La libertà e i significati della ricerca storica: “archeologia” di notizie, funzionali all’interpretazione del presente

di Claudio Vercelli

[Storia e controstorie] Se lo storico di professione rivendica a ragione la sua libertà di ricerca e divulgazione dei suoi risultati, non è meno vero che nelle nostre società la ricostruzione del loro passato è spesso un campo di conflitti. Ovvero, è un contesto di parole, saperi, idee e fonti che non si presenta come un insieme statico, precostituito, sempre uguale a sé. Soprattutto, non implica sempre e comunque la condivisione a priori delle medesime opinioni. Poiché la storia non è mai una raccolta di cronologie bensì la definizione dei rapporti, dei legami, delle relazioni tra ciò che è stato e quanto invece è dato nel pre-sente.
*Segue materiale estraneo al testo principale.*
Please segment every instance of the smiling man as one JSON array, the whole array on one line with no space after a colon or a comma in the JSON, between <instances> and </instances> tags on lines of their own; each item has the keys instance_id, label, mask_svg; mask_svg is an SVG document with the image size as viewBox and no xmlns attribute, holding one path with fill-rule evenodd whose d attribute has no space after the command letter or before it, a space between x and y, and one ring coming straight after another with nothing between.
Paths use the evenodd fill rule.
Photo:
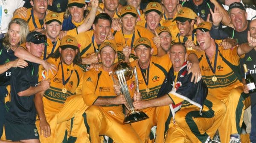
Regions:
<instances>
[{"instance_id":1,"label":"smiling man","mask_svg":"<svg viewBox=\"0 0 256 143\"><path fill-rule=\"evenodd\" d=\"M40 37L40 38L39 38ZM44 48L45 35L34 31L29 34L26 43L27 51L40 57ZM35 94L49 87L48 80L38 84L39 65L27 61L28 66L11 70L11 101L6 103L8 110L5 122L7 140L23 143L40 143L35 126L36 111L34 98Z\"/></svg>"},{"instance_id":2,"label":"smiling man","mask_svg":"<svg viewBox=\"0 0 256 143\"><path fill-rule=\"evenodd\" d=\"M30 3L33 7L28 9L26 17L23 17L16 13L12 19L20 18L27 21L29 31L31 31L43 28L48 0L32 0L30 1Z\"/></svg>"},{"instance_id":3,"label":"smiling man","mask_svg":"<svg viewBox=\"0 0 256 143\"><path fill-rule=\"evenodd\" d=\"M152 40L154 34L145 28L136 25L138 16L134 7L129 6L123 7L121 17L121 30L113 32L117 44L118 61L132 62L137 58L134 54L133 46L135 40L142 37L150 39L152 48L154 49L153 54L156 55L157 47Z\"/></svg>"},{"instance_id":4,"label":"smiling man","mask_svg":"<svg viewBox=\"0 0 256 143\"><path fill-rule=\"evenodd\" d=\"M244 100L248 95L243 92L239 60L253 46L237 46L232 50L225 50L211 37L209 31L211 27L211 23L204 22L194 30L202 50L196 53L201 59L199 65L202 79L209 94L227 107L223 120L225 123L221 124L218 129L221 142L240 141Z\"/></svg>"},{"instance_id":5,"label":"smiling man","mask_svg":"<svg viewBox=\"0 0 256 143\"><path fill-rule=\"evenodd\" d=\"M81 59L76 38L64 37L58 50L49 57L47 61L57 67L58 71L47 75L41 67L38 72L39 80L47 79L51 83L49 89L37 94L35 98L39 119L36 125L40 129L40 141L61 143L64 138L68 142L88 140L86 135L80 134L80 131L83 132L80 128L83 123L82 114L87 106L80 95L83 72L77 66ZM73 117L71 128L67 121ZM66 129L71 133L66 134Z\"/></svg>"},{"instance_id":6,"label":"smiling man","mask_svg":"<svg viewBox=\"0 0 256 143\"><path fill-rule=\"evenodd\" d=\"M96 16L93 24L93 30L79 33L75 36L77 39L83 64L90 65L97 63L97 54L101 44L109 34L112 20L107 14Z\"/></svg>"},{"instance_id":7,"label":"smiling man","mask_svg":"<svg viewBox=\"0 0 256 143\"><path fill-rule=\"evenodd\" d=\"M215 8L212 15L212 26L211 36L215 39L221 40L229 37L236 40L239 45L247 43L247 34L250 21L247 20L247 13L244 6L240 3L231 4L229 8L229 17L235 29L230 27L221 28L220 23L223 18L223 14Z\"/></svg>"}]
</instances>

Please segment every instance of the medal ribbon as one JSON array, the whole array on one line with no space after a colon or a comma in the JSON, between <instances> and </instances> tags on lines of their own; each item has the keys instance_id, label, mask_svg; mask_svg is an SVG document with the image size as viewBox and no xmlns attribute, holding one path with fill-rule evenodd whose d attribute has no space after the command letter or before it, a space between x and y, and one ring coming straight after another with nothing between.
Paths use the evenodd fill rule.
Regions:
<instances>
[{"instance_id":1,"label":"medal ribbon","mask_svg":"<svg viewBox=\"0 0 256 143\"><path fill-rule=\"evenodd\" d=\"M134 42L134 38L135 37L135 31L134 31L134 33L132 35L132 37L131 37L131 49L132 49L132 47L133 46L133 43ZM123 36L124 36L124 37L125 37L125 35L124 34L124 33L122 31L122 33L123 34ZM128 46L127 45L127 43L126 43L126 40L125 40L125 45L126 46Z\"/></svg>"},{"instance_id":2,"label":"medal ribbon","mask_svg":"<svg viewBox=\"0 0 256 143\"><path fill-rule=\"evenodd\" d=\"M215 74L215 72L216 72L216 66L217 65L217 58L218 57L218 45L217 44L215 44L215 45L216 45L216 51L215 51L215 57L214 57L214 65L213 66L214 66L213 68L212 68L212 64L211 64L211 63L210 62L210 60L209 60L209 58L206 55L206 54L205 53L204 53L204 54L205 54L205 57L206 57L206 60L207 60L207 62L208 63L208 64L209 65L209 66L210 66L210 68L211 68L211 70L212 70L212 72L214 74Z\"/></svg>"},{"instance_id":3,"label":"medal ribbon","mask_svg":"<svg viewBox=\"0 0 256 143\"><path fill-rule=\"evenodd\" d=\"M146 84L146 85L147 86L148 85L148 77L149 77L149 65L148 65L148 66L146 70L146 74L147 75L146 76L145 76L144 72L143 72L143 69L141 68L140 64L139 64L139 66L140 66L140 72L141 72L141 74L142 74L142 76L143 77L143 79L145 82L145 83Z\"/></svg>"},{"instance_id":4,"label":"medal ribbon","mask_svg":"<svg viewBox=\"0 0 256 143\"><path fill-rule=\"evenodd\" d=\"M94 48L94 52L98 52L99 51L99 49L96 49L96 48L95 48L95 46L94 46L94 34L93 34L93 37L92 37L92 42L93 43L93 48Z\"/></svg>"},{"instance_id":5,"label":"medal ribbon","mask_svg":"<svg viewBox=\"0 0 256 143\"><path fill-rule=\"evenodd\" d=\"M67 83L68 82L70 79L70 77L71 75L72 75L72 73L73 73L73 70L71 71L71 73L70 73L70 75L69 77L65 81L65 78L64 77L64 72L63 71L63 66L62 66L62 62L61 62L61 70L62 72L62 84L64 86L65 86Z\"/></svg>"}]
</instances>

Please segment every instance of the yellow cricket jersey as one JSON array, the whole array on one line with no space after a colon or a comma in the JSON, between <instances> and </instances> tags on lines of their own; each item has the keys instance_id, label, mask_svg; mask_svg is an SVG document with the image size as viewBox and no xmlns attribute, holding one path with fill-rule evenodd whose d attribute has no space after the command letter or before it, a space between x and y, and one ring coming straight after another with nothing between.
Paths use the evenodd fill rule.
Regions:
<instances>
[{"instance_id":1,"label":"yellow cricket jersey","mask_svg":"<svg viewBox=\"0 0 256 143\"><path fill-rule=\"evenodd\" d=\"M147 72L149 72L148 86L143 79L138 60L131 62L131 64L133 67L136 66L140 92L142 96L142 100L156 98L161 86L166 79L166 75L167 75L172 66L169 55L166 54L161 57L151 57L149 69L149 70L147 70ZM150 90L148 93L146 91L147 88Z\"/></svg>"},{"instance_id":2,"label":"yellow cricket jersey","mask_svg":"<svg viewBox=\"0 0 256 143\"><path fill-rule=\"evenodd\" d=\"M47 46L46 49L45 49L43 51L43 54L42 56L40 57L40 58L46 60L49 54L53 53L56 50L58 49L58 48L61 44L61 40L58 37L57 38L57 40L54 44L53 44L51 40L47 38L47 44L45 46ZM45 50L46 50L46 52Z\"/></svg>"},{"instance_id":3,"label":"yellow cricket jersey","mask_svg":"<svg viewBox=\"0 0 256 143\"><path fill-rule=\"evenodd\" d=\"M155 56L157 54L157 48L152 40L152 38L154 37L154 35L145 27L138 25L135 26L135 30L134 33L134 38L133 43L132 42L133 40L132 40L132 37L128 39L125 38L122 29L119 31L112 31L112 32L113 34L115 33L114 37L116 42L116 51L117 51L118 61L122 61L124 60L125 55L122 53L122 49L126 45L128 46L131 46L131 47L133 48L131 50L131 53L130 55L130 57L133 58L134 60L137 59L137 57L134 54L134 52L133 46L135 44L135 41L136 40L140 37L145 37L148 39L151 43L151 47L154 49L153 55Z\"/></svg>"},{"instance_id":4,"label":"yellow cricket jersey","mask_svg":"<svg viewBox=\"0 0 256 143\"><path fill-rule=\"evenodd\" d=\"M29 29L30 31L33 30L36 28L39 29L43 28L44 27L44 20L42 20L42 22L41 23L38 18L36 15L32 14L34 13L33 8L28 9L27 12L26 17L20 17L20 15L17 14L13 15L12 19L15 18L21 18L27 21L29 25Z\"/></svg>"},{"instance_id":5,"label":"yellow cricket jersey","mask_svg":"<svg viewBox=\"0 0 256 143\"><path fill-rule=\"evenodd\" d=\"M215 74L210 68L204 51L197 51L195 53L199 58L202 78L208 87L209 94L219 100L223 100L227 97L232 89L243 86L239 81L241 77L239 63L240 57L237 54L237 47L226 50L223 49L222 46L218 48ZM242 57L244 56L244 55ZM215 56L211 60L210 60L213 69L215 59ZM214 76L217 78L215 82L212 80Z\"/></svg>"},{"instance_id":6,"label":"yellow cricket jersey","mask_svg":"<svg viewBox=\"0 0 256 143\"><path fill-rule=\"evenodd\" d=\"M113 87L114 82L111 74L111 73L106 72L102 68L99 69L99 71L93 69L84 73L82 95L86 105L89 106L93 105L99 97L111 98L116 96ZM134 90L134 85L130 80L127 82L127 85L131 94L131 91ZM106 109L114 108L121 112L122 110L121 105L111 105L104 106L109 107L105 108Z\"/></svg>"},{"instance_id":7,"label":"yellow cricket jersey","mask_svg":"<svg viewBox=\"0 0 256 143\"><path fill-rule=\"evenodd\" d=\"M165 20L163 18L161 19L160 20L160 21L159 22L159 26L162 26L163 23L164 22L164 21ZM140 16L140 20L138 21L138 22L137 22L136 23L136 24L145 28L147 28L146 23L147 21L145 19L145 14L143 14Z\"/></svg>"},{"instance_id":8,"label":"yellow cricket jersey","mask_svg":"<svg viewBox=\"0 0 256 143\"><path fill-rule=\"evenodd\" d=\"M56 59L49 58L47 61L55 65L58 68L58 72L53 74L49 72L48 76L44 74L46 79L50 79L51 85L50 88L44 93L43 97L43 102L44 112L46 113L51 114L57 113L62 108L67 98L75 94L81 94L82 80L84 77L83 72L77 65L71 64L68 66L62 63L62 68L64 77L64 81L67 83L64 85L62 80L62 68L60 58ZM39 67L39 80L43 78L42 73L44 68L41 65ZM68 80L69 77L69 80ZM62 92L63 89L67 89L67 92Z\"/></svg>"},{"instance_id":9,"label":"yellow cricket jersey","mask_svg":"<svg viewBox=\"0 0 256 143\"><path fill-rule=\"evenodd\" d=\"M99 3L99 6L102 9L104 10L104 4L103 3ZM117 10L117 9L116 10L116 13L115 13L115 14L114 14L114 16L111 18L120 18L120 13Z\"/></svg>"},{"instance_id":10,"label":"yellow cricket jersey","mask_svg":"<svg viewBox=\"0 0 256 143\"><path fill-rule=\"evenodd\" d=\"M91 54L99 51L99 47L94 40L93 30L79 33L75 37L80 46L81 57L88 57Z\"/></svg>"}]
</instances>

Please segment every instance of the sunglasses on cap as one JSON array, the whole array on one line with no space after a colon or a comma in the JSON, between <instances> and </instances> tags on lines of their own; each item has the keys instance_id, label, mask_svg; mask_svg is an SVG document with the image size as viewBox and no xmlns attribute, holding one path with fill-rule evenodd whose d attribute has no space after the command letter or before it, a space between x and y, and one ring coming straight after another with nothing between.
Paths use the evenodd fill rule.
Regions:
<instances>
[{"instance_id":1,"label":"sunglasses on cap","mask_svg":"<svg viewBox=\"0 0 256 143\"><path fill-rule=\"evenodd\" d=\"M44 40L46 41L46 40L47 39L47 37L45 35L38 34L33 35L33 36L34 36L34 40L38 40L40 41Z\"/></svg>"}]
</instances>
Ricostruire la storia di una società, di una comunità, di uno stesso individuo non è un mero esercizio di acquisizione di dati ma lo sforzo, una volta che si siano consultate fonti e verificate un insieme di informazioni, più o meno grezze, di dare un senso e, con esso, una correlazione di significati, a ciò che di quanto è trascorso arriva fino a noi.
Fare storia implica sia il dotarsi di un metodo rigoroso di ricerca sia di tenere nella dovuta considerazione non esclusivamente un oggetto di ricerca, quello su cui si sta indagando (che si tratti di un evento piuttosto che di una persona) ma anche e soprattutto del contesto nel quale esso è inserito. Non di meno, rispetto alla medesima materia di indagine, i punti di osservazione possono essere molteplici. Per fare un esempio, se si guarda una montagna di questa si avranno impressioni diverse a seconda del luogo in cui, chi lo fa, si posiziona: la montagna, in altre parole, è sempre la medesima ma il modo in cui verrà descritta non sarà mai il medesimo. Non cambia l’oggetto osservato ma il punto di vista dell’osservatore. E con esso, le impressioni che se ne ricavano.
Un tale riscontro vale ancora di più se si parla non di cose al presente, tangibili nella loro esistenza materiale, ma di quanto resta di quello che è avvenuto e del quale rimangono alcune tracce, comunque da identificare e interpretare. In altre parole, è un lavoro di vero e proprio scavo quello che va altrimenti fatto in quest’ultimo caso.
Spesso lo storico è un archeologo delle notizie, dovendo dissodare dati da quella terra, fatta spesso di ombre e di nebbie, che è il passato.
Detto questo, c’è ancora dell’altro da aggiungere.
Nelle nostre società, infatti, malgrado la forte propensione all’innovazione, quindi allo sguardo verso i tempi a venire, è non meno diffusa la volontà di giustificare una parte importante dei cambiamenti in corso legittimandoli con una qualche linea di continuità rispetto a ciò che è stato. In altre parole, il passato ha una sua autorevolezza: dire che ciò che avviene trovi un fondamento in una linea di continuità, ovvero nella consapevolezza di quanto è già stato, è inteso come indice di cognizione, misura e sensibilità. Soprattutto se si parla di quel fenomeno tanto potente quanto per più aspetti indefinibile che abbiamo imparato a definire con la parola «memoria».
La memoria, infatti, non è solo una forma di consapevolezza della lunga durata di tanti aspetti delle nostre società ma un elemento che ne legittima il valore morale e civile.
Non a caso è parte integrante della cittadinanza, ossia dell’insieme di convincimenti e idee di fondo che sono parte imprescindibile della solidarietà, della reciprocità, della libertà e della giustizia. Senza un comune terreno di condivisione, infatti, tutto questo diventa molto difficile se non impossibile.
Lo storico cosa c’entra con quest’ordine di considerazioni?
Il suo ruolo di fondo non è solo quello di raccontare, nella maniera più rigorosa possibile, il passato ma di offrire strumenti per comprendere meglio il significato degli avvenimenti presenti. Il suo lavoro di ricostruzione, quindi, è fondamentale per definire non solo ciò che è stato ma anche e soprattutto cosa significhi parlare di grandi aggregati umani, della loro azione collettiva, delle scelte da questi esercitate dinanzi alla pressione del proprio tempo, come anche dei rapporti di forza e di potere che creano, ma a volte anche disfano, delle comunità storiche. Non è un impegno da poco, a ben pensarci.